The Securities and Exchange Commission (SEC) found McDonald’s violated federal securities law when it failed to fully disclose material factors regarding the firing of former Chief Executive Stephen Easterbrook in 2019.
The SEC said the company “failed to disclose that it used discretion in treating Easterbrook’s termination as ‘without cause’ under the relevant compensation plan documents,” and that by doing so, awarded Easterbrook $44 million in compensation that otherwise would have been forfeited. The order also highlighted shortcomings in the company’s public statements regarding Easterbrook’s termination.
The SEC charged Easterbrook with misleading investors by failing to disclose to the company’s internal investigation he had sexual relationships with more than one female employee during his four-year tenure at McDonald’s, information that would have led to the company firing him with cause.
Without admitting or denying any wrongdoing, Easterbrook agreed to pay a fine of $400,000 to settle charges laid by SEC that he made false and misleading statements to investors about the circumstances that led to his termination in 2019. He also agreed to a cease-and-desist order that imposes a five-year officer and director bar.
“When corporate officers corrupt internal processes to manage their personal reputations or line their own pockets, they breach their fundamental duties to shareholders who are entitled to transparency and fair dealing from executives,” Gurbir Grewal, director of the SEC’s Division of Enforcement, said Monday in a press release. “By allegedly concealing the extent of his misconduct during the company’s internal investigation, Easterbrook broke that trust with—and ultimately misled—shareholders.”
In its order, the SEC said McDonald’s failed to disclose all material elements of its severance package with Easterbrook but declined to issue a fine due to the company’s cooperation with the agency’s investigation. That cooperation included “voluntarily providing relevant documents and testimonial information that was otherwise not required to be produced in response to the staff’s requests; providing briefings to the staff that highlighted critical facts and key documents; and promptly making the company’s officers, directors, and other senior managers available for interviews and testimony,” the order said.
In addition, McDonald’s took “affirmative remedial steps” to claw back compensation paid to Easterbrook.
“Today’s order finds that McDonald’s failed to disclose that the company exercised discretion in treating Easterbrook’s termination as without cause in conjunction with the execution of a separation agreement valued at more than $40 million,” said Mark Cave, associate director of the Division of Enforcement.
Easterbrook was fired by McDonald’s in November 2019 for having a consensual, nonphysical relationship with a female McDonald’s employee that was judged by the company’s board of directors to have violated the company’s code of conduct. An internal investigation concluded the weeks-long relationship was conducted entirely via video and texts. At the time, it was the only such allegation levied against Easterbrook. As a result, the board decided to fire Easterbrook, who had been the company’s leader for four years, “without cause” for violating its rules.
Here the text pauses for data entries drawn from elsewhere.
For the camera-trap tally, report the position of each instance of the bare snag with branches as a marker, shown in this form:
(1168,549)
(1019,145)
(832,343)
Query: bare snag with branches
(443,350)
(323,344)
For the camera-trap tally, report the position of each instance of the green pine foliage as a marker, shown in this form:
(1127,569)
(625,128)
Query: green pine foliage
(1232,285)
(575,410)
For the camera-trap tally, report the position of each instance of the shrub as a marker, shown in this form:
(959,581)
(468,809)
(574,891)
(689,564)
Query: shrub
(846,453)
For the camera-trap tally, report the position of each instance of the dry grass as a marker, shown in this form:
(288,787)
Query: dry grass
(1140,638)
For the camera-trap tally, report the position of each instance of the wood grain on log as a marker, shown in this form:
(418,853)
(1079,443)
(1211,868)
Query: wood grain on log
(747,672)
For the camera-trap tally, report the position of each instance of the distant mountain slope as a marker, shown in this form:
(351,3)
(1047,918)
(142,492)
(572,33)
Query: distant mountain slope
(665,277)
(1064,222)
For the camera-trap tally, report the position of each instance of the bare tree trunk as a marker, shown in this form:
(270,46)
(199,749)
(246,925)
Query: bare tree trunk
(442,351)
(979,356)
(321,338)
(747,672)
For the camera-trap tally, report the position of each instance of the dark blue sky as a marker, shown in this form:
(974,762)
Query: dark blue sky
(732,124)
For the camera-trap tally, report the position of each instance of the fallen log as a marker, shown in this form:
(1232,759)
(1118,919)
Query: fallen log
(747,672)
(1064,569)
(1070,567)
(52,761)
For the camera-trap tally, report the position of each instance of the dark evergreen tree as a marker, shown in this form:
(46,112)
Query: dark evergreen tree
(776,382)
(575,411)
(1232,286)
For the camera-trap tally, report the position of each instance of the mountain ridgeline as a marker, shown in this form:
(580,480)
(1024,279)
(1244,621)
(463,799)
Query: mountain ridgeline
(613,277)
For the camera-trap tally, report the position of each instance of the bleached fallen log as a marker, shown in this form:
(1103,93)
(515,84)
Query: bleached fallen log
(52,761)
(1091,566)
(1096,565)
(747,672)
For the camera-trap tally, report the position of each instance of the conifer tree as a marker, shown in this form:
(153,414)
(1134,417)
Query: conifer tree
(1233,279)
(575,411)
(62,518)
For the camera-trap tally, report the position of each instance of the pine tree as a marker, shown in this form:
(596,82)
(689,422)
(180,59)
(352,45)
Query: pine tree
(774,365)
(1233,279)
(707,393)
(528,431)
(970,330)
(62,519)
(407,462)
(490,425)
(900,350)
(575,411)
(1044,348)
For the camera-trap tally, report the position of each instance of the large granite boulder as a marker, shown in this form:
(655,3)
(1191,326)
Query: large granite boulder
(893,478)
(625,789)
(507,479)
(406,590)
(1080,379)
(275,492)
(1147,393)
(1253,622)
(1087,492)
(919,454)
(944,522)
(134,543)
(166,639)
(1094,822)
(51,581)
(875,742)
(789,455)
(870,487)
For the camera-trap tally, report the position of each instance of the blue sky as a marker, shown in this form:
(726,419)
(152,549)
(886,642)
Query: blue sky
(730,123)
The company later discovered, aided in part by a corporate whistleblower, Easterbrook had engaged in improper sexual relationships with three McDonalds employees. McDonalds subsequently filed a lawsuit, claiming it would have considered Easterbrook’s firing to be “with cause” and would not have offered him a severance package had it known about the other improper relationships with McDonald’s employees. In December 2021, the company and Easterbrook settled the lawsuit, with Easterbrook agreeing to repay $105 million in equity and cash he received from the company when he was fired.
Two SEC commissioners, Hester Peirce and Mark Uyeda, said Monday in a dissenting statement the SEC’s action creates a “slippery slope” regarding disclosure requirements for executive compensation into “unintended areas.” Whether McDonald’s fired Easterbrook with or without cause is beyond the scope of the disclosure required by Item 402(b) of Regulation S-K, they said.
“Industry practice for complying with Item 402 has developed over many years, so to spring a novel interpretation through an enforcement action is not a reasonable regulatory approach,” they said. The commission ought to address the issue through rulemaking or formal guidance, they added.
In a statement released Monday, McDonald’s said the SEC “recognized both the company’s substantial cooperation and action taken by the company to recover value for its shareholders and imposed no monetary penalty on McDonald’s.”
“The company continues to ensure our values are part of everything we do, and we are proud of our strong ‘speak-up’ culture that encourages employees to report conduct by any employee, including the CEO, that falls short of our expectations,” the statement said.